Intermittent Explosive Disorder
USMLE Step 1 trap: Unaware of the DSM-5 minimum age of 6 years for IED diagnosis. IED requires a minimum age of 6 years (or equivalent developmental level) for diagnosis per DSM-5.
Intermittent Explosive Disorder (IED) is a disruptive impulse-control disorder defined by recurrent, impulsive outbursts of verbal or physical aggression that are grossly disproportionate to the triggering stressor — and USMLE Step 1 tests it primarily through differential-diagnosis vignettes. The outbursts are not premeditated — they're reactive, ego-dystonic, and come with a sense of relief followed by remorse. DSM-5 requires either two or more weekly verbal/physical outbursts for 3 months, or three episodes of property destruction or physical assault within a 12-month period, with a minimum age of 6 years at diagnosis.

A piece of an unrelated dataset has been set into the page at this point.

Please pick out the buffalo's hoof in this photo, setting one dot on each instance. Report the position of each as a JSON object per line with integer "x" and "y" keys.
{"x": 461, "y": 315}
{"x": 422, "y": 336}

The topic is low-yield overall but appears reliably when the exam needs to distinguish IED from antisocial personality disorder, borderline PD, or conduct disorder. The exam will describe someone with explosive rage episodes and ask you to pick between IED, antisocial personality disorder, borderline PD, or conduct disorder. The key discriminator is always the nature of the aggression: impulsive and reactive versus planned and goal-directed. Students who don't have this distinction locked down will get burned by the answer choices.
The other tricky area is management. Most students either blank on IED treatment entirely or default to antipsychotics, which is wrong. USMLE Step 1 expects you to know that first-line pharmacotherapy is SSRIs or mood stabilizers (valproate, lithium), paired with CBT focused on anger management. The age cutoff of 6 years is another specific DSM fact that appears in one-liner stems — easy point to pick up if you know it.
Common misconceptions
What the exam tests
- Know the DSM-5 diagnostic criteria for IED: the specific outburst frequency/severity thresholds, the requirement for impulsivity (not premeditation), and the minimum age of 6 years for diagnosis.
- Distinguish IED from antisocial personality disorder, borderline PD, and conduct disorder based on the nature of the aggression — IED is reactive and impulsive; antisocial PD involves planned, predatory aggression for personal gain.
- Identify first-line management for IED: SSRIs or mood stabilizers (valproate, lithium) pharmacologically, and CBT focused on anger management as the primary psychotherapeutic approach.